The main limitations in converting these programs to the Apple II family are memory size and screen size. You must have BASIC in ROM with 48K to 64K of free memory, and you must have an 80-column display.

As Applesoft BASIC does not have the IF…THEN…ELSE statement, all of the ELSE constructions must be changed. For example, in Marco Polo the following lines would have to be changed:

1140 IF JL > 20 THEN JL = JL - 10 ELSE JL = INT(JL / 2)
1150 GOTO 3510 : RETURN

Without the ELSE, these statements would become:

1140 IF JL > 20 THEN JL = JL - 10 : GOTO 1150
1145 JL = INT(JL / 2)
1150 GOTO 3510 : RETURN

Applesoft does not have INKEY$; instead GET X$ is used. Applesoft also does not have WHILE or WEND. All programs use INKEY$ in a WHILE…WEND loop to halt execution temporarily. The following is one such routine:

3730 PRINT "Hit any key to continue."
3740 WHILE LEN(INKEY$) = 0 : WEND : RETURN

Here is that same routine in Applesoft BASIC.

3730 PRINT "Hit any key to continue."
3740 GET X$ : IF LEN(X$) = 0 THEN 3740
3745 RETURN

Applesoft does not have the RANDOMIZE statement to vary the starting point of the random-number generator. For RANDOMIZE, you can substitute the following statements at the beginning of each program:

5 INPUT "Please enter a number between 1 and 2000";A
6 FOR I = 1 TO A : RN = RND(1) : NEXT I

You will find a few other minor problems in converting to Applesoft, but most of them will be in the area of aesthetics rather than function. Note that while Applesoft BASIC does not have direct equivalents for some commands like CLS, LOCATE, or PRINT USING, in many cases you can achieve the same effect by using an appropriate PEEK or POKE statement.

Commodore 64, 128; Atari 8-bit Series; Tandy Color Computer

Conversion to these systems is not recommended because of their 40-column screen widths. However, if you decide to go ahead anyway, you will find the versions of BASIC on these machines substantially similar to Applesoft BASIC, so most of the above comments pertaining to the Apple II apply.

Apple Macintosh

The following comments apply only to the Microsoft BASIC interpreter for the Macintosh and not to other versions of BASIC. All of the statements and commands in Macintosh Microsoft BASIC are virtually identical to those of IBM PC Microsoft BASIC. Line numbers are not necessary on the Macintosh except when they are referred to by other statements, but you would be well advised to leave them in. Obviously, the programs do not provide for mouse support, menus, or dialog boxes.

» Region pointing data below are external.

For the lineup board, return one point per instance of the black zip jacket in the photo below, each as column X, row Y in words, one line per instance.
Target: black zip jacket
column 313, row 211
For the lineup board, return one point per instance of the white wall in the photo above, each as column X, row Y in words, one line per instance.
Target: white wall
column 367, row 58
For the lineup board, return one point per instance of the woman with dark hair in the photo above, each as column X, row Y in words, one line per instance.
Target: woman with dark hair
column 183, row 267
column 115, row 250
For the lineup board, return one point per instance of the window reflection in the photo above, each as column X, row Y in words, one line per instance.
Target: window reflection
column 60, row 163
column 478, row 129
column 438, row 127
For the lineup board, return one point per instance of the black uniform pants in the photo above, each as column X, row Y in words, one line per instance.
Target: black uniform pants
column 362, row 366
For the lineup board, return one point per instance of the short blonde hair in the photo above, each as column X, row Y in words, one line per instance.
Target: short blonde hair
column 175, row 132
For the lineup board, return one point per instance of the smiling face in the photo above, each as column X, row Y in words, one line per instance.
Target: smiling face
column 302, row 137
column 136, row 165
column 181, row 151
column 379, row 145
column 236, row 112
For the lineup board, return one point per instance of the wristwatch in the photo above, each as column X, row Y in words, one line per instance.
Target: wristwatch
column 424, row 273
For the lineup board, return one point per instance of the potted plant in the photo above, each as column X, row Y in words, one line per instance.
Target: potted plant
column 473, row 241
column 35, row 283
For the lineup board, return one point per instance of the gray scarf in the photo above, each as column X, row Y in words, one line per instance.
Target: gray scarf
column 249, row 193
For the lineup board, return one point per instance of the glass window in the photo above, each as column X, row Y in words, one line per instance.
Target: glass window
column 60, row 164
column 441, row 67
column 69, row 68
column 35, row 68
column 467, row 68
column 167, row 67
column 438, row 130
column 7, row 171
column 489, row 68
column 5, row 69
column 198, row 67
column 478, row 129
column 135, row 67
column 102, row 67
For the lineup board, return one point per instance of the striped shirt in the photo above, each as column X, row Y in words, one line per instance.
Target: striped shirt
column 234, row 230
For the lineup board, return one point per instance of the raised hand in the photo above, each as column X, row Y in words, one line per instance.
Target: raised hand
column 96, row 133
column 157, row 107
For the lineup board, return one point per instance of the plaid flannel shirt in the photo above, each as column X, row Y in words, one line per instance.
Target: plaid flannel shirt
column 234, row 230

The Macintosh display is not a constant width because characters are proportionately spaced. You may have to reformat some of the PRINT statements in your program, since you have a choice of fonts on the Macintosh. Monaco 9 point is a suggested font that helps achieve results similar to the original.

Atari ST

Atari ST BASIC is very close to Microsoft BASIC in most regards. In ST BASIC, the argument for RANDOMIZE should be zero, not RN as it is in the programs. Instead of CLS to clear the screen, Atari ST BASIC uses CLEAR 2 (clear the output window). Instead of LOCATE Y, X, Atari ST BASIC uses GOTOXY X, Y (note that the arguments are in reverse order in the two statements). In place of INKEY$ to read a key press, the statement INP(4) should be used on the ST.

The SOUND statement of the ST is quite different from that of Microsoft BASIC. Your best bet is to leave out the sound. Or combine the information below with that in the ST BASIC Sourcebook, and work out the conversions for yourself.

MSX Computers

While MSX BASIC is virtually identical to Microsoft BASIC, these machines pose the dual problems of narrow screen width and, frequently, inadequate memory. If you have a fully expanded machine (48K or 64K) and are willing to divide most of the PRINT statements into two statements, you should have relatively few problems with BASIC itself.

Sound Routines for Microsoft BASIC

Several programs in this book utilize the speaker built into the computer to play a short melody or fanfare. The SOUND command is easy to use, but it is one of the most poorly documented commands in BASIC. The command takes the form:

SOUND frequency, duration

in which frequency is the desired frequency in hertz (cycles per second or cps), and duration is the time the tone is to be sounded in arbitrary units of 55 milliseconds in length. In other words, the command SOUND 100, 10 would play a 100 Hz tone for .55 seconds.

The value for frequency can range from 37 to 32767, although the upper limit of human hearing for most people is between 14,000 and 20,000 Hz. A greater limitation is the speaker built into the computer which, depending upon the computer, generally has a range of about 100 Hz to 15, 000 Hz.

Duration can range from a minimum of zero to an upper limit of 32767 (30 minutes). In general, the most useful range of duration values is from 1 to 12.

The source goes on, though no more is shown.